Читаем Вацлав Дворжецкий - династия полностью

Видит Бог, я слышал всё это впервые, но не стал возражать – так искренне и с такой правдой говорил об этом Вацлав Янович. Уже в электричке он необыкновенно красиво и вдохновенно продолжал рассказывать о застывшей в камне поэзии и о том, как он рад тому, что я, будучи «сыном гор», понимаю и чувствую красоту и обаяние камня. После столь лестных слов в свой адрес «сын гор» лишь кротко пробурчал себе под нос о том, что суточные никак не потянут на «застывшую в камне поэзию», хватило бы на порцию пельменей.
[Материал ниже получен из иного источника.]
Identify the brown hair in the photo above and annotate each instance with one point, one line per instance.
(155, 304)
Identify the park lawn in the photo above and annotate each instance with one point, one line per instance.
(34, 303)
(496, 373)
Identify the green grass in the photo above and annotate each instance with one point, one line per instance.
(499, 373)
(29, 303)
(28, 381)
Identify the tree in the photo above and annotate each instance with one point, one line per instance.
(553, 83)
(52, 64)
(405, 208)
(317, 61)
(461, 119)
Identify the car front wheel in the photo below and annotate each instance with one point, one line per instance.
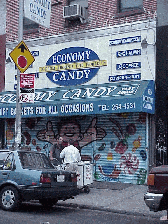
(9, 198)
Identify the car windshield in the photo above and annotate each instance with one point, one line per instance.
(35, 160)
(3, 156)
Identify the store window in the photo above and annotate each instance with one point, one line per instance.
(130, 5)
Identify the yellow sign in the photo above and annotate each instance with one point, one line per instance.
(22, 57)
(72, 66)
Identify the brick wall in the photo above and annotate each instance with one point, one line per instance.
(100, 14)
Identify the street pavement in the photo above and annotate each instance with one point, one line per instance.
(115, 197)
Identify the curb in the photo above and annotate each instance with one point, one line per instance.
(106, 209)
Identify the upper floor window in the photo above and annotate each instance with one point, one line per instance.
(29, 26)
(129, 5)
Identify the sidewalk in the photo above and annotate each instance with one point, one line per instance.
(114, 197)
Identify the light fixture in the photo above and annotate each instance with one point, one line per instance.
(8, 60)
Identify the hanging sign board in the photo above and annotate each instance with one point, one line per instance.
(22, 57)
(27, 92)
(38, 11)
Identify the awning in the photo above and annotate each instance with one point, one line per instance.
(123, 97)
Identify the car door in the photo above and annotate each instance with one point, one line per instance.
(6, 166)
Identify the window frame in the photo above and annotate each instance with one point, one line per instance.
(33, 29)
(130, 11)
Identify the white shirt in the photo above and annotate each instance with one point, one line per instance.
(70, 154)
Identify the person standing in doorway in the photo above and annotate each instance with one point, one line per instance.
(55, 151)
(71, 156)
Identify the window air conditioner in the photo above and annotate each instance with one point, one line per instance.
(73, 11)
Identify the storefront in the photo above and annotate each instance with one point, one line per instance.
(108, 123)
(98, 91)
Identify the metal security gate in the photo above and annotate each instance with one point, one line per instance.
(121, 155)
(114, 143)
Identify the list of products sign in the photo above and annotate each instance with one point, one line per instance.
(126, 65)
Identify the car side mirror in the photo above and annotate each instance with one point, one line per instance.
(14, 167)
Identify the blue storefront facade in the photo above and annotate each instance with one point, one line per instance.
(97, 91)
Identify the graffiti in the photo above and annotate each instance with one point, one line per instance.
(117, 152)
(141, 177)
(143, 155)
(129, 163)
(70, 130)
(136, 143)
(122, 145)
(109, 155)
(142, 118)
(105, 170)
(102, 147)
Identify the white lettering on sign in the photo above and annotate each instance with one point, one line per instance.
(27, 111)
(40, 110)
(71, 75)
(13, 111)
(89, 93)
(52, 110)
(72, 57)
(39, 11)
(77, 108)
(4, 111)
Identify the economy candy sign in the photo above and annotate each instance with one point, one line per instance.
(72, 66)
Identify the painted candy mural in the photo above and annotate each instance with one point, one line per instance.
(115, 143)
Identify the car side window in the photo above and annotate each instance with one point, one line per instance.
(8, 162)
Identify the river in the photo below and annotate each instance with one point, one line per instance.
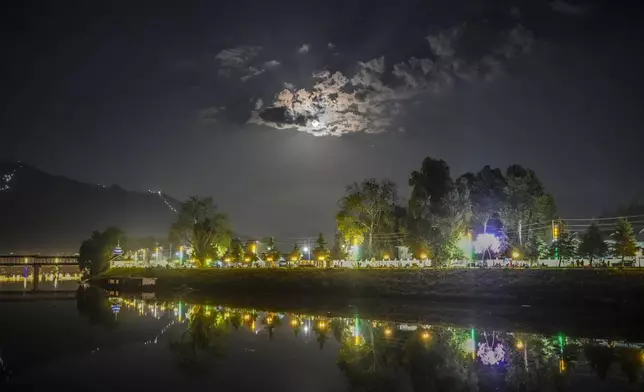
(106, 342)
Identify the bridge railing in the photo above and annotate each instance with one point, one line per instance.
(37, 259)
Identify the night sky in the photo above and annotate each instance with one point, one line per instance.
(188, 97)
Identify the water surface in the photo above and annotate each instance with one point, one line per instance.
(106, 343)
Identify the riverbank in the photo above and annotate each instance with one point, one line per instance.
(578, 287)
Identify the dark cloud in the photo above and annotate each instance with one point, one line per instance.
(370, 99)
(569, 9)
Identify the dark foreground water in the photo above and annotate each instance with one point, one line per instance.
(102, 343)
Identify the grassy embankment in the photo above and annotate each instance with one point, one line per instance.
(576, 287)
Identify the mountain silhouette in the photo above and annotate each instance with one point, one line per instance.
(44, 213)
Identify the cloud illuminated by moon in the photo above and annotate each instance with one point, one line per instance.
(370, 99)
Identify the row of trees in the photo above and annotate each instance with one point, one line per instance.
(441, 212)
(591, 244)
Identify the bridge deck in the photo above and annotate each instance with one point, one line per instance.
(16, 260)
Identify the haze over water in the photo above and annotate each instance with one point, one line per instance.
(96, 342)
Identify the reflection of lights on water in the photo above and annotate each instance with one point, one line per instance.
(489, 355)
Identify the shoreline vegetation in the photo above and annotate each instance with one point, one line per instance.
(617, 288)
(487, 215)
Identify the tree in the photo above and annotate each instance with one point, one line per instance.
(429, 189)
(566, 245)
(272, 254)
(451, 225)
(235, 252)
(592, 244)
(366, 210)
(439, 212)
(295, 255)
(625, 243)
(96, 252)
(320, 252)
(339, 250)
(487, 194)
(202, 228)
(526, 206)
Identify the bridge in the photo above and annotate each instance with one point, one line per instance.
(36, 261)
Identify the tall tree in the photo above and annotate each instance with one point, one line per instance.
(296, 254)
(487, 194)
(236, 251)
(566, 245)
(365, 210)
(439, 212)
(448, 227)
(527, 205)
(272, 254)
(202, 228)
(592, 244)
(321, 253)
(339, 250)
(429, 189)
(625, 243)
(96, 252)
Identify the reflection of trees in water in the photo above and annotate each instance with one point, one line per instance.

Последнее услышано не было, поскольку к этому времени Вацлав Янович возвращал себя к тревожащей его теме о недопустимом образе жизни, от которого я теряю не только в весе, но и в памяти. Почувствовав толчок в бок, я понял, что нам пора выходить, и, не открывая глаз, шаркая, поплелся за ним к выходу. То, что предстало нашему взору, было настолько уныло и серо, что на мгновение блеск фарфора скрылся за тонкими губами, а на нос были насажены солнцезащитные очки, в чем не было никакой надобности. Это была секунда замешательства, и я злорадно подумал: «Ну вот, наконец-то ему нечем восторгаться!» Однако я поторопился. Глубоко вздохнув, потянувшись всем телом и смахнув с носа очки, Вацлав Янович восторженно воскликнул:

– Ты когда-нибудь дышал таким чистым, я бы сказал, хрустальным воздухом?

Я был краток:

– Дышал! Еще и не таким. В горах Армении.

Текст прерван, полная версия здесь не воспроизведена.